The cerebellum coordinates movements in time and space and plays an important role in cognition (Beaton and Marie ̈n, 2010) and speech (De Smet et al., 2007). It develops during ontogenesis. At 3 months of age, the functional activity in the cerebellum increases substantially (Chugani, 1998; Hadders-Algra, 2005) and its maturation continues along with the rest of the brain until adulthood. According to Hadders-Algra, the nervous system obtains its adult configuration at approximately 30 years of age. Based on the available research (Grossberg and Paine, 2000; Katanoda et al., 2001), we assume that it is especially the maturation of the cerebellar cortex and frontal and parietal cortices that allows for hand motor dexterity that is sufficient for writing at the age of 6, the age that, in most countries, correlates with the beginning of school education which is the age at which hand movement accuracy allows for writing. Also, at that age, language and cognitive functions are sufficiently developed. All three aspects play a critical role in school education as well as in rehabilitation.
Inputs to Stability: Body, Balance, Vision
1.Visual System: the establishment of “visual horizontal” gets primary input from vestibular system and processes incoming visual data relative to horizontal visual cues.
2.Vestibular System: via sensory input provided by the semi-circular canals of the vestibular apparatus, provides information about the three dimensional orientation of the head in space within gravity while the otoliths register linear momentum.

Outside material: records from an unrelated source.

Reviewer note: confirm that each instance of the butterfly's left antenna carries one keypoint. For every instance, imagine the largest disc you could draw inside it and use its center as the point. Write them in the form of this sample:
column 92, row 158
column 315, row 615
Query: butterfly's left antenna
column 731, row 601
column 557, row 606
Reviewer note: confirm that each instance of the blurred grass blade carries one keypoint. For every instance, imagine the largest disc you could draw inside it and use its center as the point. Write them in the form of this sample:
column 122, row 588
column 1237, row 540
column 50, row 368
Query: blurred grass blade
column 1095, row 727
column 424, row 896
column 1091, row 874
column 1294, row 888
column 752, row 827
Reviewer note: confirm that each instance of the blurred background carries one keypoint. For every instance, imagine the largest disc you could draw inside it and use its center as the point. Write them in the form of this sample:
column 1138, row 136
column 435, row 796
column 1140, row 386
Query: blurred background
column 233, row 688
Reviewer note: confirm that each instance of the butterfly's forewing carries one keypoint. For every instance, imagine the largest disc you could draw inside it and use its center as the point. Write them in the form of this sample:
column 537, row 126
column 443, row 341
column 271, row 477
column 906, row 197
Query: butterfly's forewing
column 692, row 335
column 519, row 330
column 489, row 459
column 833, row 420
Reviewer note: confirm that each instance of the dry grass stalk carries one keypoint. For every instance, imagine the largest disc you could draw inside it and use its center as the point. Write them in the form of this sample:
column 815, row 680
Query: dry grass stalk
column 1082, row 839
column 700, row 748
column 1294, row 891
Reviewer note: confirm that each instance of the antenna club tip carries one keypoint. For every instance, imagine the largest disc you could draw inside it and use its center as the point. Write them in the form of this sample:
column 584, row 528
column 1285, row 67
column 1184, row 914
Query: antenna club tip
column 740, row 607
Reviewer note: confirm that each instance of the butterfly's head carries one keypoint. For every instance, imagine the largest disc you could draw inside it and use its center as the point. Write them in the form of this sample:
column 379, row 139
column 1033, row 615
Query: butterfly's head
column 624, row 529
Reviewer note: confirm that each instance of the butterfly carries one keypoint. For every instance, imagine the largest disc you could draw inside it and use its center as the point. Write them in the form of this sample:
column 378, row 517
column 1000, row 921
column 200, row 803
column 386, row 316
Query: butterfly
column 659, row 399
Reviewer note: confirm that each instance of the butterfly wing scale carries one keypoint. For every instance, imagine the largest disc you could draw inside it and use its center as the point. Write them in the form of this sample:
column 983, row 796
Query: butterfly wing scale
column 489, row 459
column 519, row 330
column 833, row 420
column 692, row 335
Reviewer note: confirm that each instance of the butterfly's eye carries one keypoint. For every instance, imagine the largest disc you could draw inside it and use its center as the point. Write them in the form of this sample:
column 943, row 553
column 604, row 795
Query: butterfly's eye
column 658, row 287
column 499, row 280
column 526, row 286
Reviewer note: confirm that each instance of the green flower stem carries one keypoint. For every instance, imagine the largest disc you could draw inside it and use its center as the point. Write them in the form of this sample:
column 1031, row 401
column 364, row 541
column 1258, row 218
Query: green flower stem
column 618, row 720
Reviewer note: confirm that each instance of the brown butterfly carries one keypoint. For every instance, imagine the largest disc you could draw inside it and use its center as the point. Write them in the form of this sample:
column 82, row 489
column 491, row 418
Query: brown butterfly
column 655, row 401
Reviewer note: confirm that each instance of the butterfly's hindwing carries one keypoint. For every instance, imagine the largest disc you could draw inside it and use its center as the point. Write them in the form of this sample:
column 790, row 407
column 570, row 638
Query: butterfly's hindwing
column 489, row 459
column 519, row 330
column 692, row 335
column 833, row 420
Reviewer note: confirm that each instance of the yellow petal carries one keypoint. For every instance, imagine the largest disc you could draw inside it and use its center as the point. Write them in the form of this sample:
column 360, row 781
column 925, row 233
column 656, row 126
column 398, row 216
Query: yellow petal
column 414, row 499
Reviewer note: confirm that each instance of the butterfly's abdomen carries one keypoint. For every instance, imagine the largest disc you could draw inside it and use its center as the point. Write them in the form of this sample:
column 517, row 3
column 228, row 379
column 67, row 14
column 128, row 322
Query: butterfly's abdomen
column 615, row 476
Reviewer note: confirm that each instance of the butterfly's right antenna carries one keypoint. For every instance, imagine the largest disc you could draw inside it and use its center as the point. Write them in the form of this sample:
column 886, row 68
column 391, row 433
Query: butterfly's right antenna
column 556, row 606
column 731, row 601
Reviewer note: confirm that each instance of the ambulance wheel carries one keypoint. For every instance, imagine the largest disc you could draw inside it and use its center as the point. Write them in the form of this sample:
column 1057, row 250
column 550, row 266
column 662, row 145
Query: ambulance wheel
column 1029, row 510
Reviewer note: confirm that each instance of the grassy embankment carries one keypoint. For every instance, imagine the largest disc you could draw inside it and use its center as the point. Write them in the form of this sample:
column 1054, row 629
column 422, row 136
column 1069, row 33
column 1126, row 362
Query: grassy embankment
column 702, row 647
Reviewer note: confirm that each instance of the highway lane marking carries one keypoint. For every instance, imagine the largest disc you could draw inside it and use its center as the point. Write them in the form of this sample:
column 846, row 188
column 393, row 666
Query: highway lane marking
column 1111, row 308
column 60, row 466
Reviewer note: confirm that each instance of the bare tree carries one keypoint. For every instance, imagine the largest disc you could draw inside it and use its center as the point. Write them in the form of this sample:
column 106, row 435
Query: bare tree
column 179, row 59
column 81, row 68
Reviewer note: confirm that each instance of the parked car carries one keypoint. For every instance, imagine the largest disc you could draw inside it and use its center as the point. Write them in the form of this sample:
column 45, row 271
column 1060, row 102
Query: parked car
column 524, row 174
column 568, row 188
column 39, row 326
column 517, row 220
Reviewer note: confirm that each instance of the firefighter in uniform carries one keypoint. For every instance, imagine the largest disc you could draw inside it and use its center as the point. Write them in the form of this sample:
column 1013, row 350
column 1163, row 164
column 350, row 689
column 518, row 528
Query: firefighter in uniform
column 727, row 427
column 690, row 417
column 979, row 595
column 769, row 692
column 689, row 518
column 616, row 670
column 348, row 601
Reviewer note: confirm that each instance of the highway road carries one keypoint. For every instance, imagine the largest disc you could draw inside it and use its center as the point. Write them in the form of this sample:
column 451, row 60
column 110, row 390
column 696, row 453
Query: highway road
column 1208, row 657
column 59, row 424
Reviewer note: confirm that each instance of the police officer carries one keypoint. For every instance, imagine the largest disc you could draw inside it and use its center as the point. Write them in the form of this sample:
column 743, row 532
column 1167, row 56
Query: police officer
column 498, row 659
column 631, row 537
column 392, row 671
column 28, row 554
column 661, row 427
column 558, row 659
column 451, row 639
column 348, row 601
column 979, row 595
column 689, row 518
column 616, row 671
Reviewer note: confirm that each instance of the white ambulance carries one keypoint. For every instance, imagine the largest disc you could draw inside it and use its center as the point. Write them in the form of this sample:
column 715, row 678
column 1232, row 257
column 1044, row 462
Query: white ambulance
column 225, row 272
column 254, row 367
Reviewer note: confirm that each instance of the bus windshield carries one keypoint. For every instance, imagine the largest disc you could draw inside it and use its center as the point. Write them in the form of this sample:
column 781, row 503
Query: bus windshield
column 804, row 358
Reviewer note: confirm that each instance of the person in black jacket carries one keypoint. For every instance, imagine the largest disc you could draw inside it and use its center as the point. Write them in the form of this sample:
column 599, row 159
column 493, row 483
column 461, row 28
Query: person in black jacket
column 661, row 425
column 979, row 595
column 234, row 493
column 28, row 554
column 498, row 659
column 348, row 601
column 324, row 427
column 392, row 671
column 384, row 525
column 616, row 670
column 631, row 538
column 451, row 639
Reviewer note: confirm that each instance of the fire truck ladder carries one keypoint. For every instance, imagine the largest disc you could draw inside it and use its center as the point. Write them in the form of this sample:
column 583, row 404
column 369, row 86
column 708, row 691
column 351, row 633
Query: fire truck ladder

3.Proprioceptive System: provides rapid, detailed information about the relative position of one body part to another. Responds to changes in length and the rate of change in length occuring in muscle spindles. In the neck postural muscles are richly endowed with proprioceptors – 200-300 spindle cells/100grams as compared to 20-30 spindle cells/100grams in a power muscle such as the biceps.
The cerebellum size and sophistication is due to our need to constantly assess our relationship between body position and gravity. The major sensory tracts which branch into the cerebellum include those from the eyes, ears, touch receptors, vestibular system, proprioceptors, and golgi tendon organs. In addition to these sensory tracts, several major motor pathways feed into and exit the cerebellum,. These links include the reticular formation, the basal ganglia, the subthalamus, the thalamus, and the motor cortex.
The cerebellum monitors and modifies signals which begin and end somewhere else. The cerebellum is the great integrator of vast amounts of information, but it is never the source of that information. It takes up one tenth of the brain by volume, but contains over half of all its neurons. Its electrical activity is 10 times as fast and one tenth the amplitude of the cerebrum, which is why it took so long for its activity to be detected by neurologists.
The cerebellum continuously monitors body position relative to gravity as reported by the vestibular system and compares this to your actual location as reported by proprioceptors. The vestibular nuclei are modulated by the cerebellum and also activate the reticular activating system which is critical to our attentional system.
Colleagues that I regularly consult with and train with such as Cameron McMullan, Dr Josh Lamaro, Dr Aaron Anderson, Rick Ravensdale and Pete Rutty all believe that we are on the brink of an Integral Paradigm in Treatment and Training where the variables discussed here will increasingly come to life. We are all committed to this happening. The final quote from Kobesova and Kolar capture this possibility succinctly!
Postural exercises based on ideal ontogenetic patterns may be used to achieve optimal postural function and phasic movements. It is suggested that these methods should not be conceived as comprising a treatment technique, but rather an educational approach based on neurophysiology of individuals.